Industry is not aligned

The ABPI doesn’t represent all of industry. The BIA told me that, “the BIA is not party to this process nor have we been consulted upon it. As such it would be inappropriate to comment on the specifics of this action at this stage.”

Leslie Galloway, Chair of the Ethical Medicines Industry Group (EMIG) said, “I disagree with [the JR].” EMIG was not consulted by the ABPI either. For him at least, the problem is with the PPRS and the failure to spend rebates on new medicines in England—Scotland and Wales use some of the money for new medicines—whereas he says in England, “the PPRS rebates get to the NHS at the high level, but then they disappear into the ether.” Galloway fears that the decision taken by the ABPI will reflect badly on the whole industry.

The BIA point out, just as Galloway does too, that there are a number of key issues on the table with Government at the moment. Not least making the most of Brexit and keeping the UK on the global stage for life sciences. BIA added that, “this legal move must not impact or delay broader industry engagement with the UK government at a time of significant external change.”

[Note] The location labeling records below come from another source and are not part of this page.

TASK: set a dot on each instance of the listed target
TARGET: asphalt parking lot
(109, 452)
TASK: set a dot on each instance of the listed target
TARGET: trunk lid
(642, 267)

One industry insider pointed out that the ABPI had been due to meet with NHSE to discuss multi-indication pricing (also termed indicated based pricing). Once news of the JR came out, NHSE—understandably—cancelled the meeting.

Whilst industry is at least saying something, NICE declined to comment as it’s an ongoing case. NHSE declined to comment too.

What next?

Paul Ranson, from Morgan, Lewis & Bockius UK LLP points out there are four recognised grounds for a JR. They include illegality, irrationality, procedural unfairness and legitimate expectation. The ABPI have only just started the first step—seeking permission for a claim for JR—which can take around 4 months or less. If the case proceeds to a substantive hearing, it could take place between 9 and 15 months of permission being granted. One to watch.